But the investigators this week announced a number of failures in how the allegations were handled: Mercy Corps leaders disclosed the investigation to Mr. Culver, who was then the president and chief executive, despite his daughter’s request that he not be informed. After that, the report said, the organization seemed to accept his contention that his daughter had reported false memories, showing him “undue deference” and failing to ensure the allegations were fully investigated.
Mr. Culver resigned from his position as president in 1994 but continued as vice president. This week’s independent report found that the organization had failed to fully investigate or take action on the reports about Mr. Culver. In one email noted in the report, a former board member sent a letter to the Mercy Corps leadership in 2018 regarding Mr. Culver, saying, “I saved his job and career when he was accused by his daughter.”
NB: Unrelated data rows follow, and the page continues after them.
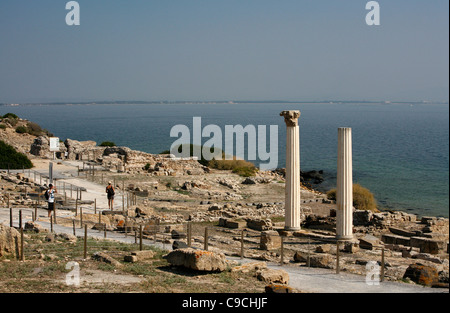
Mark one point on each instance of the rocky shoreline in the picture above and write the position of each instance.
(171, 192)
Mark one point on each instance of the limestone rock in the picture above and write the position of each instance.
(369, 242)
(362, 217)
(34, 227)
(273, 288)
(270, 240)
(103, 257)
(323, 248)
(321, 261)
(198, 260)
(179, 245)
(421, 274)
(259, 224)
(272, 276)
(249, 267)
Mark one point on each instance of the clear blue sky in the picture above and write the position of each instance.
(223, 50)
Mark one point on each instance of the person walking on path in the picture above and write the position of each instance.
(50, 197)
(110, 193)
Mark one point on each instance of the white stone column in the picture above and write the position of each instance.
(344, 193)
(292, 192)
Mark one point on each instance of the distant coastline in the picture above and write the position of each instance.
(124, 102)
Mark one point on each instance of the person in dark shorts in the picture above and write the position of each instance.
(110, 193)
(50, 196)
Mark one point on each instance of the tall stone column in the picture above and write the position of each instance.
(344, 193)
(292, 192)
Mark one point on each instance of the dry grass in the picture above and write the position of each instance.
(44, 271)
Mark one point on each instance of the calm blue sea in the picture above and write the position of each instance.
(400, 151)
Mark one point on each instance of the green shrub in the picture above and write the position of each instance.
(107, 144)
(10, 158)
(10, 115)
(240, 167)
(34, 129)
(11, 121)
(363, 199)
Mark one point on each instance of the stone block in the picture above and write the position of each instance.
(369, 242)
(273, 288)
(402, 232)
(198, 260)
(427, 245)
(395, 239)
(270, 240)
(272, 276)
(421, 274)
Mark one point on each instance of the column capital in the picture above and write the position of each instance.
(291, 118)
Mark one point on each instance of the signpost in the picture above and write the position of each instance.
(54, 147)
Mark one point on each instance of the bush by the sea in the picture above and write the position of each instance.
(363, 199)
(10, 158)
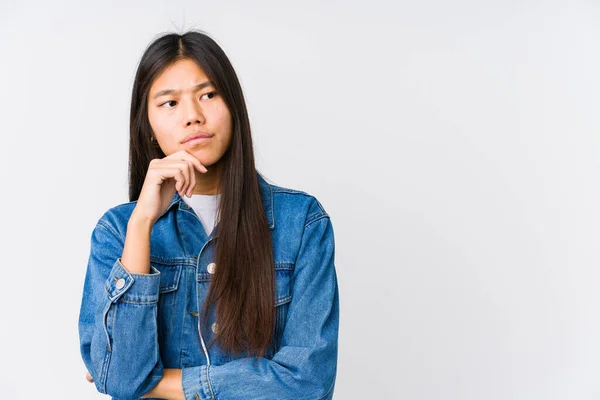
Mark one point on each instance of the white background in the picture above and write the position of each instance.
(455, 145)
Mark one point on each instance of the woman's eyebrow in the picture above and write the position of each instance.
(173, 91)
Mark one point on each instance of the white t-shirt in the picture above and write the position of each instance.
(205, 206)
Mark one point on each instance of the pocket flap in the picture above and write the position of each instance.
(170, 273)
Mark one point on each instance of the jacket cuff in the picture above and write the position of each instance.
(195, 382)
(133, 287)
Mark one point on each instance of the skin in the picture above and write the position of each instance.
(186, 168)
(173, 117)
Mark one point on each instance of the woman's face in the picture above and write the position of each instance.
(182, 102)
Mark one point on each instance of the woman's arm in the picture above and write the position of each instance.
(305, 365)
(117, 320)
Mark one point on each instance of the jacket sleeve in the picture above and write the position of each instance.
(304, 367)
(117, 320)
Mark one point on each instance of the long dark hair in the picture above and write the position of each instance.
(243, 286)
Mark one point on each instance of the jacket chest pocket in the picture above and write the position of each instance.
(170, 274)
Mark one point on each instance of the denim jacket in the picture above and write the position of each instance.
(132, 325)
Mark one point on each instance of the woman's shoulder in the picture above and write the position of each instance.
(293, 201)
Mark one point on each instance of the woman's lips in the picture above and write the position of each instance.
(198, 140)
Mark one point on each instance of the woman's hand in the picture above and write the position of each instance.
(164, 176)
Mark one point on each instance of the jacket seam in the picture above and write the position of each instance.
(315, 220)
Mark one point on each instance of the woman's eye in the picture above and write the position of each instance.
(213, 93)
(170, 101)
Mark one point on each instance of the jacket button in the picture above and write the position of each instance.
(211, 268)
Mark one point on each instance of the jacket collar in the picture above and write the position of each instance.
(266, 194)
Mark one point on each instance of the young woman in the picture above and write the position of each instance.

Ms. Culver Humphrey, who now lives in Portland with her husband and two children, approached Mercy Corps again in 2018, asking the organization to take a closer look at how her complaints had been handled in the past. The organization responded to her in a letter, standing by its initial assessment that there was “insufficient evidence” to support her claims against Mr. Culver.
That changed after the article in The Oregonian in 2019 detailed some of Ms. Culver Humphrey’s allegations and quoted witnesses who corroborated details of her story, including a childhood friend, Michelle Green, who reported that Mr. Culver had sexually abused her, too.